I’m using python, and unfortunately, not familiar with R. I’d like to code this up in Stan, and consequently, I’d prefer to understand the model structure directly rather than wading through R packages.

Some questions that I have are:

  1. Is a standard version of this model written out as formulae somewhere?

  2. @eleafeit mentions that the respondent utilities are parameterized via a multi-variate normal. What is the dimension of the MVN? n_respondents? n_statements?

  3. I’m having difficulty understanding how to setup the training data and the vector on which the model will be conditioned. The only reference I’ve found is this:


Is the method described here valid? Is there another better method.

Thanks much!

Following up to my questions above, after some search I found a wonderful introductory tutorial from @eleafeit 's blog:

many thanks to @eleafeit!!


Nice to meet you @aranboldt!

In addition to that blog, you might also like the longer tutorial that Kevin Van Horn and I wrote. It’s linked above in this thread, but here it is again: GitHub - ksvanhorn/ART-Forum-2017-Stan-Tutorial: Materials from tutorial "Using Stan to Estimate Hierarchical Bayes Models," ART Forum 2017 The tutorial was written for an audience that knows conjoint pretty well already, so it might not be ideal for a beginner, but all the code is there for the models that are popular in the conjoin world.
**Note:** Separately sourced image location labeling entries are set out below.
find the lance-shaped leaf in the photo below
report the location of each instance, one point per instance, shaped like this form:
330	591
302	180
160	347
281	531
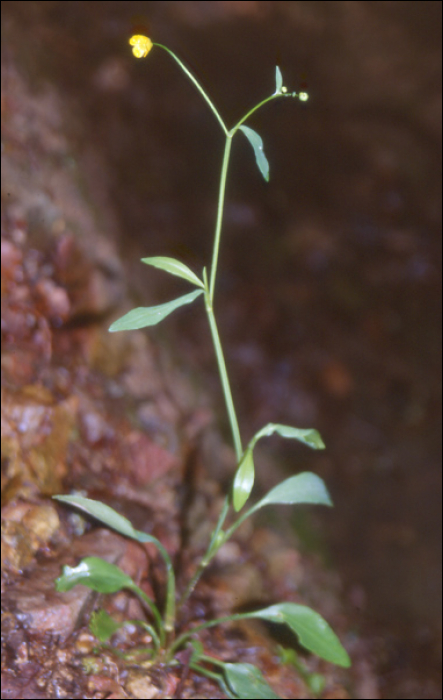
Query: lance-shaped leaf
257	144
106	515
243	480
97	574
306	487
174	267
308	436
313	631
151	315
246	681
278	80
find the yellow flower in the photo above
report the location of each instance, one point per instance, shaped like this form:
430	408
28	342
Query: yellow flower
141	45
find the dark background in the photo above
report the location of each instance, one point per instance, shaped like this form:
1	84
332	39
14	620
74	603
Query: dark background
329	290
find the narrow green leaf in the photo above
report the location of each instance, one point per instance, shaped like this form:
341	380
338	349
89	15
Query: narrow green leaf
302	488
108	516
174	267
97	574
313	631
278	79
102	512
151	315
243	481
257	144
247	681
307	436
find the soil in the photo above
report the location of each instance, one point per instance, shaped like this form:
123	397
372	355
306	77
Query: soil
106	160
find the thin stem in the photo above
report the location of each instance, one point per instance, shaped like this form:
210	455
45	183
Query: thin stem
220	207
197	85
210	553
254	109
224	379
186	635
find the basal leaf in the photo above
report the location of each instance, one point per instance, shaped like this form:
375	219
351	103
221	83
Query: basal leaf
307	436
151	315
243	481
174	267
302	488
102	512
97	574
257	144
313	631
108	516
278	79
247	681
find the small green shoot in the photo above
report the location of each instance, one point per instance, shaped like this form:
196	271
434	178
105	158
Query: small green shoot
237	680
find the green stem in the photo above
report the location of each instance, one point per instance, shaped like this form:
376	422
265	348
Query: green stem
197	85
220	207
224	378
186	635
254	109
214	545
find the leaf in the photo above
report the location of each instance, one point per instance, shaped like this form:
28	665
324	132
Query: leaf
151	315
97	574
313	631
243	481
174	267
302	488
307	436
257	144
247	681
108	516
278	80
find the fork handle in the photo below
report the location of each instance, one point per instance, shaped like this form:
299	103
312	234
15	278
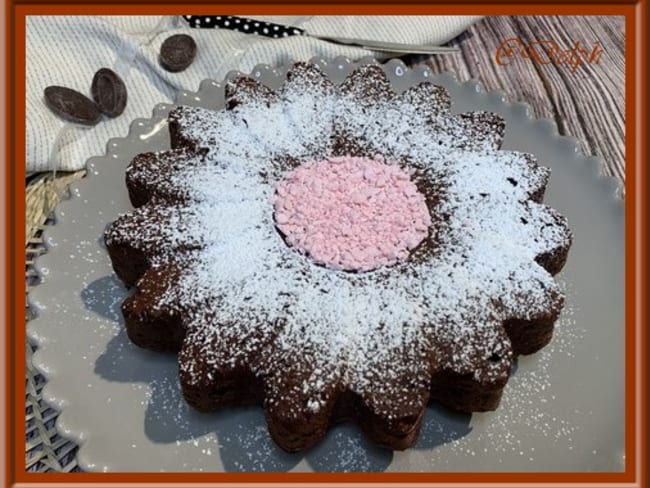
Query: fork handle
243	24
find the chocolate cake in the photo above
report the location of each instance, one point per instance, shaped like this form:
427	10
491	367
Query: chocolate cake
339	253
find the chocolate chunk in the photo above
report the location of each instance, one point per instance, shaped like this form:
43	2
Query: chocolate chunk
177	52
71	105
109	92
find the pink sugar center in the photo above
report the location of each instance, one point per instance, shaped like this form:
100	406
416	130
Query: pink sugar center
351	213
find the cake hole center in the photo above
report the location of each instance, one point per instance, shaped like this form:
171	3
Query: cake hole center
351	213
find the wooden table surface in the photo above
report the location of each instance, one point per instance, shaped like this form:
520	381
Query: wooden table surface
587	103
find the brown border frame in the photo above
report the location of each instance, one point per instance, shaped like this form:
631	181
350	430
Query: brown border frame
635	473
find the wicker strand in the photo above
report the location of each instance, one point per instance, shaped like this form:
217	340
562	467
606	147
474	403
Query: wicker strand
45	449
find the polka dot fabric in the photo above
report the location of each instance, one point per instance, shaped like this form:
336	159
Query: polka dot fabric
241	24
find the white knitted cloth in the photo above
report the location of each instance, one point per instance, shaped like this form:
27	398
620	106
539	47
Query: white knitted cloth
67	50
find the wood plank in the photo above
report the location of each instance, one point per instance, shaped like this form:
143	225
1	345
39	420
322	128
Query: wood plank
588	104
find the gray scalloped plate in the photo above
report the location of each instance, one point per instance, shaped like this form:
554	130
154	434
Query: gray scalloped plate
563	409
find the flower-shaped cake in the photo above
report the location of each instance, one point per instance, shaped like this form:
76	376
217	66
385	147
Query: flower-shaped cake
339	252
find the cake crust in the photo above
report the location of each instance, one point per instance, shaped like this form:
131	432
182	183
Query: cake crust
373	348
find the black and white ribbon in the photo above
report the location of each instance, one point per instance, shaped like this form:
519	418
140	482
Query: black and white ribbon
242	24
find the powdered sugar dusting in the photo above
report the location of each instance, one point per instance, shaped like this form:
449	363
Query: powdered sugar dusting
328	329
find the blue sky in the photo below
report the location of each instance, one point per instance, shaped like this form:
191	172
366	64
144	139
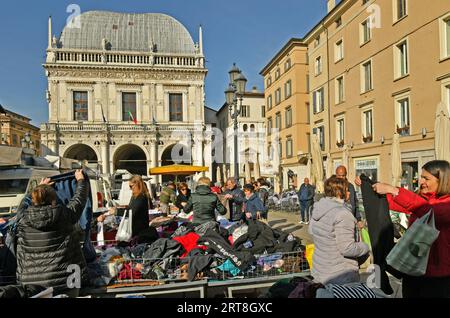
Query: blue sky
248	32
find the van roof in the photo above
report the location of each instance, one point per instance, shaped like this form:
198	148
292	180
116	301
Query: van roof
26	173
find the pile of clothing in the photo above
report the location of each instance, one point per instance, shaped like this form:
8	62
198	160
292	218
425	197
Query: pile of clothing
215	250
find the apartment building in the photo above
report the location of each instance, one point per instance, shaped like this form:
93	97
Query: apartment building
287	113
378	67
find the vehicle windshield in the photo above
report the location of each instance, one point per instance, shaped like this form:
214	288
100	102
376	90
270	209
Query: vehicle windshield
9	187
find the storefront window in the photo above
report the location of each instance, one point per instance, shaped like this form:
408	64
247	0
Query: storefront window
369	167
410	175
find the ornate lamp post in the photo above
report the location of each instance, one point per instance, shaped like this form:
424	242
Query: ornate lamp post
234	94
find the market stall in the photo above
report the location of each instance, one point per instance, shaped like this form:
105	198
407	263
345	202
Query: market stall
199	259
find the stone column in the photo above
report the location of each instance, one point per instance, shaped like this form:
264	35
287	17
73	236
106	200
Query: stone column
105	156
197	152
207	155
154	159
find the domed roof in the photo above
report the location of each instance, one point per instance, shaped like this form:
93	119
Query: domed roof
128	32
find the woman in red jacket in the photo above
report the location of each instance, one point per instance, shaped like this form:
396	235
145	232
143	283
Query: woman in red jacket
434	193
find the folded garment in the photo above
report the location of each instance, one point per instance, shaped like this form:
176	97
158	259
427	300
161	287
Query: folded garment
128	272
185	216
161	221
198	264
240	231
189	242
248	244
224	223
183	229
203	228
354	290
269	259
228	266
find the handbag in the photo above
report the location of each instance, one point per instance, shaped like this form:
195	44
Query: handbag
365	237
410	254
125	231
100	234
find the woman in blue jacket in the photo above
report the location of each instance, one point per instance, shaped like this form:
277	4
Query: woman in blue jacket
254	207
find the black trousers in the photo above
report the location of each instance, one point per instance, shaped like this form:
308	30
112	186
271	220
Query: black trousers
426	287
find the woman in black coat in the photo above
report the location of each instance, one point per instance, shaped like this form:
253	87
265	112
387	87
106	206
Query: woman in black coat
139	204
48	245
184	194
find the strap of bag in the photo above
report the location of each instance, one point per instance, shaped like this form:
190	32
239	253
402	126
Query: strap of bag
431	220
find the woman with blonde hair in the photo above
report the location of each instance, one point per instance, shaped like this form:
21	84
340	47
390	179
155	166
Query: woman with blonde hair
434	193
139	204
336	253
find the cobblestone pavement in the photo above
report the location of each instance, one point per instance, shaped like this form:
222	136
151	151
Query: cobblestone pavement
289	222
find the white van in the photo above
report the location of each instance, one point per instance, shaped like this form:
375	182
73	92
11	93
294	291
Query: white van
15	183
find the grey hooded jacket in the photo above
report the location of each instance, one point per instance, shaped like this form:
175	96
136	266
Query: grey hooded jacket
335	250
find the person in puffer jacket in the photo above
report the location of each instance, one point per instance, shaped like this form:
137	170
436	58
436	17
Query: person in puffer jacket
204	203
333	229
253	206
48	242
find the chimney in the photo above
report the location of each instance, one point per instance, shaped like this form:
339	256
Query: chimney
331	4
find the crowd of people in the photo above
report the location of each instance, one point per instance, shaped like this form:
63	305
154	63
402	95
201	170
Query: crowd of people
337	253
47	242
44	223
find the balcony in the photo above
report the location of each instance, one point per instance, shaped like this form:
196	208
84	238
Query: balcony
367	139
60	56
403	131
119	127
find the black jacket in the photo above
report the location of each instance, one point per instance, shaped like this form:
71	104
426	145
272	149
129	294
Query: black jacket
354	202
311	193
381	229
182	198
236	203
263	194
204	203
48	242
141	219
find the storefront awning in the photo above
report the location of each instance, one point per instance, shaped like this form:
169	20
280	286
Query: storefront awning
178	170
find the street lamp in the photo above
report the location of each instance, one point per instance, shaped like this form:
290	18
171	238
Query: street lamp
233	94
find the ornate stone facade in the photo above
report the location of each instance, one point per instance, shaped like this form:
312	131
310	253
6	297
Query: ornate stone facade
102	126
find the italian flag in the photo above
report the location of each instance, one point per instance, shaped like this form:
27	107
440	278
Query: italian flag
132	118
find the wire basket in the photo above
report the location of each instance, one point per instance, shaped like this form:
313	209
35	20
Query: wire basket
175	269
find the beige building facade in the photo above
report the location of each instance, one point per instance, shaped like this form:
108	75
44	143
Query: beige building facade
251	137
126	91
378	67
14	129
287	114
To answer your specific questions:

  1. A good resource on these models is Train’s book “Discrete Choice with Simulation” He has everything written out in math notation.
  2. The MVN has dimension equal to the number of features of the choice alternatives
  3. Data setup is always a hassle as there is no standardized format for the data. For Stan, the best resources is the tutorial that Kevin and I wrote. For mlogit (an MLE package for these models in R), I’d recommend Ch 13 of my book with Chris Chapman.

Hello. I’d like to offer my 2 cents on this issue.

It is great to use Stan to model the conjoint outcome data, after the data have been collected. I follow the tutorial from Prof. Feit and modify the codes for my need.

However, it is my understanding Sawtooth uses adaptive method in data collection with a web-based survey interface. That is also very powerful and you may or may not wish to keep Sawtooth for that purpose. Good luck~

Hello @eleafeit,

I have been using your tutorial from the 2017 ART forum and reading your book with Chris Chapman. They are both great! Thank you! But I’m stuck with one little parameter on the stan model for a hierarchical multinomial logit model (hnml.stan on github). It might just be that I am confusing terms, but I haven’t been able to figure it out:

int<lower=1> K; // # of covariates of alternatives 

What does covariates of alternatives mean? In the example you have of chocolate data it is K=9, are this those 9 covariates?

  1. Price
  2. BrandDove
  3. BrandGhirardelli
  4. BrandHersheys
  5. BrandGodiva
  6. TypeDark
  7. TypeDarkNuts
  8. TypeMilk
  9. TypeMilkNuts

Thanks again!


Sorry for the slow response. I took a few days off last week and am just not catching up with my inbox.

Yes, “covariates of alternatives” means the features of the alternatives that people choose from. You are right that the covariates are price and the dummies for brand and type. Let me know if you have other questions!